Je promettois son sang à mes bouillants transports ;
Mais je trouve à briser les liens les plus forts,
Et quand dans une Soeur après ce noir outrage
Je découvre en tremblant la cause de ma rage,
Ma Rivale et mon Traître, aidés de mon erreur,
Triomphe par leur fuite, et brave ma fureur.
Nérine, entres-tu bien, lorsque le Ciel m’accable,
Dans tout ce qu’a mon sort d’affreux, d’épouvantable ?
La Rivale sur qui tombe cette fureur,
C’est à Phèdre, cette Phèdre à qui j’ouvrois mon cœur.
Quand je lui faisois voir ma peine sans égale,
Que j’en marquois l’horreur, c’étoit à ma Rivale.

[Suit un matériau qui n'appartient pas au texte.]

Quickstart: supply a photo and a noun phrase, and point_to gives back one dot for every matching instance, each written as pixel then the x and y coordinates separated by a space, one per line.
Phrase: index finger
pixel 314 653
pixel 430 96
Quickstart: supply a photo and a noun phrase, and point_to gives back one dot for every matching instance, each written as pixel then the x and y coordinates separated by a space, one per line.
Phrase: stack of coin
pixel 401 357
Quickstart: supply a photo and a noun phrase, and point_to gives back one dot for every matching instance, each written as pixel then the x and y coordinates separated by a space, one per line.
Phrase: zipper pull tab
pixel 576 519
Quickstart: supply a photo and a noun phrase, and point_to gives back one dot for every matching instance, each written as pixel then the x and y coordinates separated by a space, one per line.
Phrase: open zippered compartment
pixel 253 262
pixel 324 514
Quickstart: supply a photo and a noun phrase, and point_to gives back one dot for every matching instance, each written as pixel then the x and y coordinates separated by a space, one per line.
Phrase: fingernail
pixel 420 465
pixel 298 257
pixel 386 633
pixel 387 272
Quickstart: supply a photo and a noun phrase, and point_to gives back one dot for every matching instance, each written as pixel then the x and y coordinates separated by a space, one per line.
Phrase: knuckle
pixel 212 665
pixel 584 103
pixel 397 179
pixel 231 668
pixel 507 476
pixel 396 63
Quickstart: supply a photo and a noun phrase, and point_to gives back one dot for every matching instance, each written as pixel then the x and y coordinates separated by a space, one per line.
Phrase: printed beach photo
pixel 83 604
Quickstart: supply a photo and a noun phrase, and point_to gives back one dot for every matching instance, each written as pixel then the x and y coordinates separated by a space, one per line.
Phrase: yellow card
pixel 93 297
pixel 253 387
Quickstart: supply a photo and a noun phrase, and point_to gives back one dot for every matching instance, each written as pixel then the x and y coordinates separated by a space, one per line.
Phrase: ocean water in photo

La Perfide abusant de ma tendre amitié,
Montroit de ma disgrâce une fausse pitié,
Et jouissant des maux que j’aimois à lui peindre,
Elle en étoit la cause, et feignoit de me plaindre.
C’est là mon désespoir ; pour avoir trop parlé,
Je perds ce que déjà je tenois immolé ;
Je l’ai portée à fuir, et par mon imprudence
Moi-même je me suis dérobé ma vengeance.
Dérobé ma vengeance ! À quoi pensai-je ? Ah Dieux !
L’Ingrate ! On la verroit triompher à mes yeux !
C’est trop de patience en de si rudes peines.
Allons, partons, Nérine, et volons vers Athènes.
Mettons un prompt obstacle à ce qu’on lui promet ;
Elle n’est pas encor où son espoir la met.